- Songbirds are a Family in the Order of Passeriformes
- Bird Calls Vs. Bird Songs
- How Birds Sing
- Vocal Development, Dialect, Copying
Songbirds are a Family in the Order of Passeriformes
While all birds communicate, only some of them are granted the quality of vocals at a level that befits, what we call, songbirds.
Songbirds are members of the Oscines of the Passeriformes order, which is divided into three suborders (Oscines, Sub Oscines and Acanthisitta).
The two main suborders – Oscines and Sub Oscines – differ in the structure of their vocal mechanisms. The third suborder – the Acanthisitta (New Zealand Wren) – is a much smaller suborder, believed to be unique to New Zealand.
The Oscines is the group of birds in which singing is extremely developed. While the sound of some birds in other groups is fairly pleasant, it is from the Oscines that we hear vocals which reach a high level of complexity that we recognize as truly musical.
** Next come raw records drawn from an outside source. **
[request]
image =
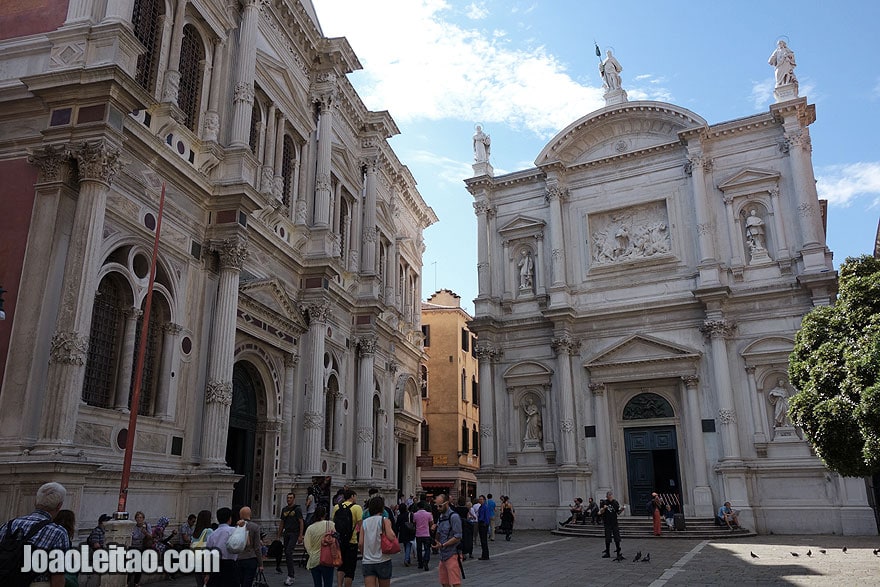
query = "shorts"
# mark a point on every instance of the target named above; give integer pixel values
(349, 559)
(449, 572)
(378, 570)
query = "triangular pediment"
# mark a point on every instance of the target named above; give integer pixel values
(522, 224)
(750, 177)
(641, 348)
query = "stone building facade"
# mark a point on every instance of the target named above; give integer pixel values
(284, 338)
(451, 398)
(641, 287)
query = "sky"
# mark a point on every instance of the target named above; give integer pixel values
(527, 69)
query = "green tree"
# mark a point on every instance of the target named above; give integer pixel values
(836, 366)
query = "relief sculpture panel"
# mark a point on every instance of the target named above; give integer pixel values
(629, 234)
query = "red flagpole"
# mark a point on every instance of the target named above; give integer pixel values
(121, 513)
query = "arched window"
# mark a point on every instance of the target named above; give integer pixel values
(146, 22)
(287, 152)
(330, 412)
(104, 344)
(159, 316)
(192, 57)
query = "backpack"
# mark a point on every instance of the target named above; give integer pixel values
(344, 522)
(12, 555)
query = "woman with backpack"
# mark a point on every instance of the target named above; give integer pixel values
(322, 575)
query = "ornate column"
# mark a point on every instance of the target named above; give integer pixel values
(325, 101)
(166, 396)
(481, 207)
(702, 494)
(603, 435)
(319, 314)
(288, 456)
(555, 195)
(98, 164)
(243, 99)
(172, 73)
(368, 253)
(212, 117)
(129, 338)
(487, 355)
(364, 448)
(218, 394)
(565, 346)
(718, 330)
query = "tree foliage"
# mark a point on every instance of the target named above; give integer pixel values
(836, 366)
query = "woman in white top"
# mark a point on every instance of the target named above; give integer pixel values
(376, 565)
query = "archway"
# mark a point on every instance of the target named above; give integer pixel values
(241, 439)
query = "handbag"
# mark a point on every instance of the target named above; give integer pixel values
(389, 546)
(331, 556)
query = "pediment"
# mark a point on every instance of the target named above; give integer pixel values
(522, 224)
(749, 177)
(271, 295)
(641, 348)
(619, 130)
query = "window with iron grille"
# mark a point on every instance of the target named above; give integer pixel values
(146, 22)
(192, 57)
(104, 344)
(286, 168)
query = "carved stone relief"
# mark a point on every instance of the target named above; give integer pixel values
(634, 233)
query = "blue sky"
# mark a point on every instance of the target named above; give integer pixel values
(526, 70)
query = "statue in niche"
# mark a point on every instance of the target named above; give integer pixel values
(482, 145)
(533, 428)
(755, 232)
(783, 60)
(525, 265)
(778, 398)
(610, 69)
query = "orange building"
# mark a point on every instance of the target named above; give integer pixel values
(450, 398)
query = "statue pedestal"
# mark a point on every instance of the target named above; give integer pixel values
(617, 96)
(785, 92)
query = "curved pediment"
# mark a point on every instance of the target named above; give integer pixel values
(619, 129)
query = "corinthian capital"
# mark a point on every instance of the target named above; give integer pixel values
(97, 161)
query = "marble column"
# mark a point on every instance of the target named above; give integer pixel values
(565, 347)
(481, 207)
(288, 455)
(702, 493)
(99, 162)
(325, 103)
(487, 355)
(718, 330)
(243, 95)
(603, 436)
(365, 432)
(313, 417)
(218, 394)
(555, 195)
(212, 116)
(368, 253)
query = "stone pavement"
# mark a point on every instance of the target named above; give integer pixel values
(538, 559)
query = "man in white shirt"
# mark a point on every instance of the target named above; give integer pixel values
(228, 573)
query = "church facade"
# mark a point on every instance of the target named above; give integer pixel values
(284, 340)
(639, 293)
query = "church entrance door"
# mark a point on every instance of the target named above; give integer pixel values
(651, 465)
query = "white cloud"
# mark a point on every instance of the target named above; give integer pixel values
(841, 184)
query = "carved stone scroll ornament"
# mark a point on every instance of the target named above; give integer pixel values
(219, 392)
(68, 348)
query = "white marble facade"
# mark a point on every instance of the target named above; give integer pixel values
(287, 337)
(673, 262)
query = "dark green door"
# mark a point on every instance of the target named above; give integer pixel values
(651, 465)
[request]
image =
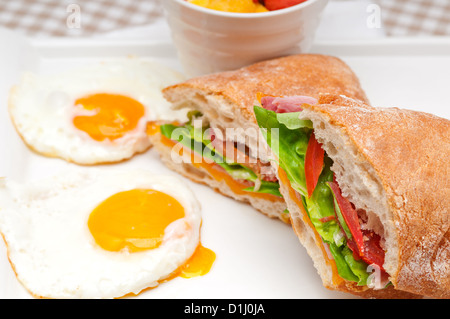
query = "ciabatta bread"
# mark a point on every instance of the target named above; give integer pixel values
(226, 101)
(394, 164)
Can you identify the bird(s) of the recording below?
Bird Calls Vs. Bird Songs
Ornithologists tend to distinguish between a call and a song by the length and complexity of the vocalization.
What is a Bird Call?
A ‘call’ is a sound that is made by birds in order to accomplish a basic level of communication enabling the birds to survive and function as a group. For example there are calls of alarm to warn other birds of danger, or ‘pinging’ calls that let birds of the same flock keep track of each other while travelling. Interestingly, some experiments have indicated that alarm calls are recognized across different species of birds, not just by the same species as the caller.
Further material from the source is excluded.